Monday, Tuesday, Wednesday, Friday : 8:30 a.m.-5:30 p.m.
Saturday: 8:30-11:30 a.m.
Based on findings from the social sciences, this course examines how individuals think about and relate to one another in the context of conflict. Students acquire a theoretical framework for understanding and assisting parties in conflict. Concepts explored for their usefulness in conflict resolution include the following: personality development and differences; neurotic styles; difficult people and psychological disorders; predictable cognitive biases; sources of psychological resistance to dealing with conflict such as fear of abandonment, shame, guilt and unresolved grief; stages of conflict including escalation, stalemate, de-escalation, and resolution; social origins of conflict, including differences in values, beliefs and morals; socialization of aggressive and cooperative behaviors; emotional intelligence, self awareness and empathy; trust and altruism; anger and the limits of argumentation and rationality; prejudice and the need for enemies. The course includes at least one self-assessment instrument to enhance student awareness of individual differences in psychological styles.

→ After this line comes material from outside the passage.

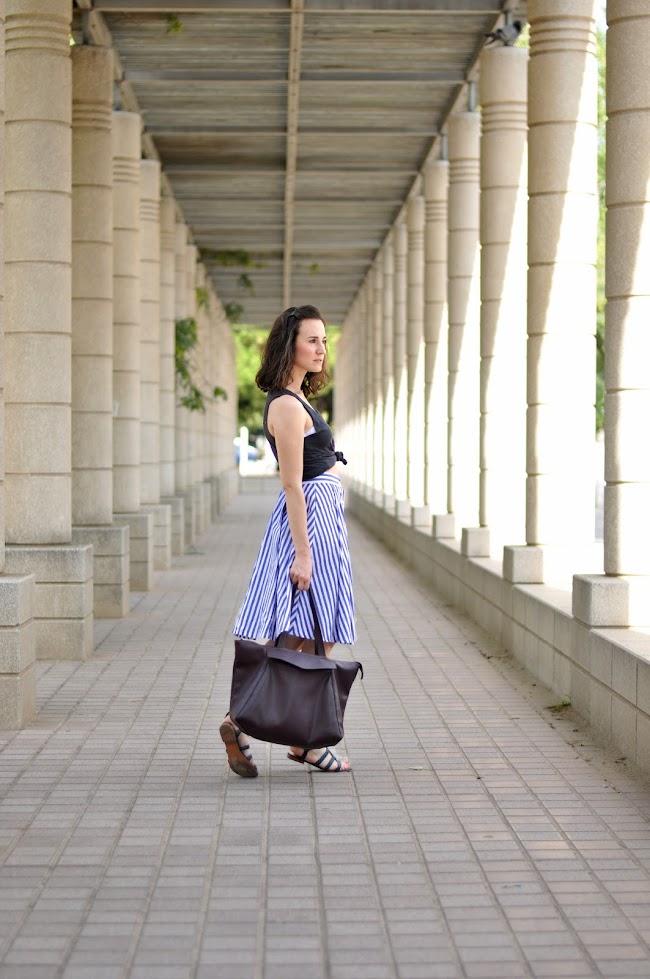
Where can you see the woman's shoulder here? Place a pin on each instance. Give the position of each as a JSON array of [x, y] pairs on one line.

Richard C. Reuben is the James Lewis Parks Professor of Law at the University of Missouri School of Law and co-director of the Missouri Center for the Study of Conflict, Law & the Media. Reuben is co-author of Dispute Resolution and Lawyers (4th ed. 2009), a leading ADR casebook; a reporter for the Uniform Mediation Act, a project of the American Bar Association and the National Conference of Commissioners on Uniform State Laws; and is one of the leading authorities on confidentiality in ADR processes. He is also the founding chair of the ABA Section of Dispute Resolution's Committee on Public Policy, Consensus Building, and Democracy, a member of the Editorial Board of the Section's Dispute Resolution Magazine, and the American Law Institute.
This class will examine each of the themes of Apology, Forgiveness and Reconciliation. A spectrum of definitions and meaning of each theme will be explored. A variety of approaches on how to implement each theme will be discussed. The material will be addressed from the context of governing our own lives, providing professional advice to another as an advocate, and serving as a mediator. Class material will include religious and non-religious perspectives on these themes.

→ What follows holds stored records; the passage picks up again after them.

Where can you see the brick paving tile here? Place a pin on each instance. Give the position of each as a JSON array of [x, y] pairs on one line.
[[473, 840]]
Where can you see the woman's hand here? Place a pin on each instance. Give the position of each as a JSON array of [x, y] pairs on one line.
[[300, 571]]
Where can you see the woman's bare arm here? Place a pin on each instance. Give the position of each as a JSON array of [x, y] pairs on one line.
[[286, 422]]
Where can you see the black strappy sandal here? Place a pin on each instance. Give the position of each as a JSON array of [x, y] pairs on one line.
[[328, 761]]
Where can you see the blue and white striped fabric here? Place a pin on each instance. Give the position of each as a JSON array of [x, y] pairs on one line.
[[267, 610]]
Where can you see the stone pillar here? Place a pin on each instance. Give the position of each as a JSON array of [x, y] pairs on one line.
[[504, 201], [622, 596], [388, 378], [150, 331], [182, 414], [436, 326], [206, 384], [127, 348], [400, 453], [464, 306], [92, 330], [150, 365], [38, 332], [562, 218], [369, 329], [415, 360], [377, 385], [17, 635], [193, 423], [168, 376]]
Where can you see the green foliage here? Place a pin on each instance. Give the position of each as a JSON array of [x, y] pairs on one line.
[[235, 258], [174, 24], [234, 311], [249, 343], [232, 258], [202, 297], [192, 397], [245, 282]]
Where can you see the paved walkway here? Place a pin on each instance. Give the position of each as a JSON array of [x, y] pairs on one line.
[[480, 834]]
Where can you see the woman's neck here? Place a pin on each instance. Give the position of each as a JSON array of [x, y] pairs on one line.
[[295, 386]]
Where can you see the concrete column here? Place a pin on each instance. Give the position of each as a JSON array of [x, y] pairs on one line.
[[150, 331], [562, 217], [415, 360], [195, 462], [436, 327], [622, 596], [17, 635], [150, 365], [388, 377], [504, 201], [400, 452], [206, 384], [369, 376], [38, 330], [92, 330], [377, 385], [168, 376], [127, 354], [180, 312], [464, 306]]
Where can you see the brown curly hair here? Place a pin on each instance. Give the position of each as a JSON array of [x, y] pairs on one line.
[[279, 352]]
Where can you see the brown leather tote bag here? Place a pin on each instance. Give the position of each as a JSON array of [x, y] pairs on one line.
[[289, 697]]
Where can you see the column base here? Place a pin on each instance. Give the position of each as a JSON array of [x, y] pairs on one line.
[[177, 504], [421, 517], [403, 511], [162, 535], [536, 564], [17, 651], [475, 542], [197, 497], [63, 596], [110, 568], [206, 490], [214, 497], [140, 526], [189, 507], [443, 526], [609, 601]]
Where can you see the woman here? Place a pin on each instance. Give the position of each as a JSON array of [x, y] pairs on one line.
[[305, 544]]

Peter Robinson is managing director of the Straus Institute for Dispute Resolution and associate professor at Pepperdine University School of Law. He has presented advanced negotiation and mediation skills courses in more than 39 states and foreign countries. He has served on the boards of the Christian Conciliation Service of Los Angeles, Ventura Center for Dispute Settlement, Dispute Resolution Services of the LACBA, Southern California Mediation Association, and California Dispute Resolution Council. He is a fellow of the International Academy of Mediators, a member of the American College of Civil Trial Mediators and was recognized as a Southern California Super Lawyer in the area of mediation in 2006.
This course explores conflict in the context of religion, with a focus on how religious beliefs can generate and affect conflict as well as provide guidance on its resolution. It examines special considerations important in managing religious disputes and unique factors to be taken into account when facilitating the resolution of conflicts set within the context of religious organizations, including those that do not involve religious issues per se. Techniques to help parties integrate their own religious beliefs into their approaches to conflict are given special emphasis. The course uses the Judeo-Christian perspective as a starting point for examining other religious heritages, to gain an appreciation for how various religious beliefs can influence an individual's approach to conflict resolution and reconciliation and how religion contributes to regional and international political strife.
Timothy Pownall is an assistant director of the Straus Institute. Pownall focuses on the Institute's international initiatives, faith-based ministries, and cooperative joint-degree programs. He serves as the chair of the board of the Center for Conflict Resolution, a faith-based, non-profit enterprise that provides dispute resolution services in the Los Angeles County Superior Court. Pownall has provided consulting services in conflict management and training programs in negotiation and dispute resolution skills as a senior associate with Strategic Resolutions Group, LLC. He earned the Master's in Dispute Resolution from Pepperdine University School of Law and his BA in Psychology and Religion at Pepperdine University.